February 10, 2010 at 12:53 am (Addiction, Autumn/ Winter, bipolar, Catholicism, catwalk, Charity, Coffee, Depression, Diet, dresses, Fashion, Fitness, Gambling, Homelife, Leicester, Loving, photography, Recession, Religion, Smoking, Style, Uncategorized, University life, Wine) (, )

 

Today I am wearing a dress from Marks and Spencer which I wore to my graduation.  I was a tad tubbier back then so it feels lovely and loose over my skin and I wish it was the summer so tights could be a thing of the past.  I am also wearing a hat and some velvet gloves from accessorize which make me feel both french and a bit of an idiot at the same time.

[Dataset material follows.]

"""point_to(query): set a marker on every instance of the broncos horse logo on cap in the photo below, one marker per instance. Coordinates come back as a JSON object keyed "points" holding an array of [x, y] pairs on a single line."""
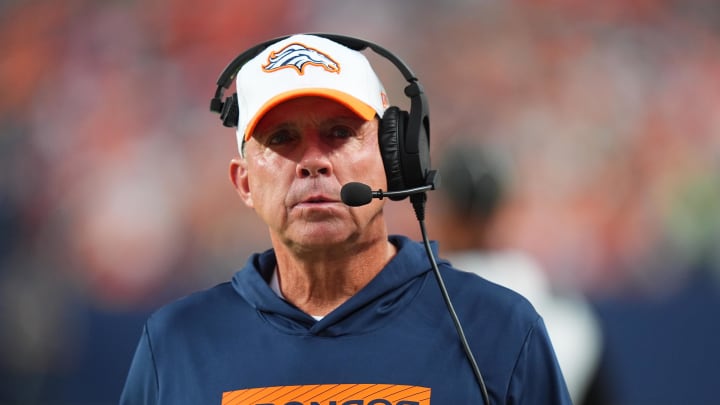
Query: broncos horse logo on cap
{"points": [[298, 56]]}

I decided today; or maybe it was when I crawled into bed feeling rather tipsy la-la;  that the time has come to challenge myself over my drinking.  I am not as the kind young gentleman previously suggested an alcoholic, but of late I seem to be having a glass of wine too often and seeing as these tablets are ripping into my liver as it is it may not be a good idea to combine the two.  I drink too much usually when I am low, to give me a lick of confidence its silly because it inevitably has a negative effect on my mood the next day and yet I love alcohol; particularly wine and Belgian beers.  I love having it with dinner, I revel in locating a good wine on offer, and I especially love the warmth I get from Krupnik and blackberry vodka distilled by the boy’s mother at Christmas and the taste of rum on hot chocolate when I have had a life threatening fall on the slopes in the alps.

 I love these things but I am trying to love myself and my family and friends more and I need to keep a check on my drinking.  My personality has always been of extremes and so I find it easy to become hooked on things.  This is why I stay away from gambling all together and why when I took up smoking at 21 I went straight to 20 Marlborough mediums a day with little trouble.  I don’t do things by halves.

Partly because of how I got carried away and had a glass too much this evening, partly because of health and poor finance and also just because I need to prove to myself I can, I am thinking of giving up alcohol over lent.  I may make an exception for our anniversary and the boy’s birthday but other than that I think it will do me good to give something up and with cigarettes a thing of the past alcohol, coffee and loving are the only vices I have left, and no one is taking away my coffee.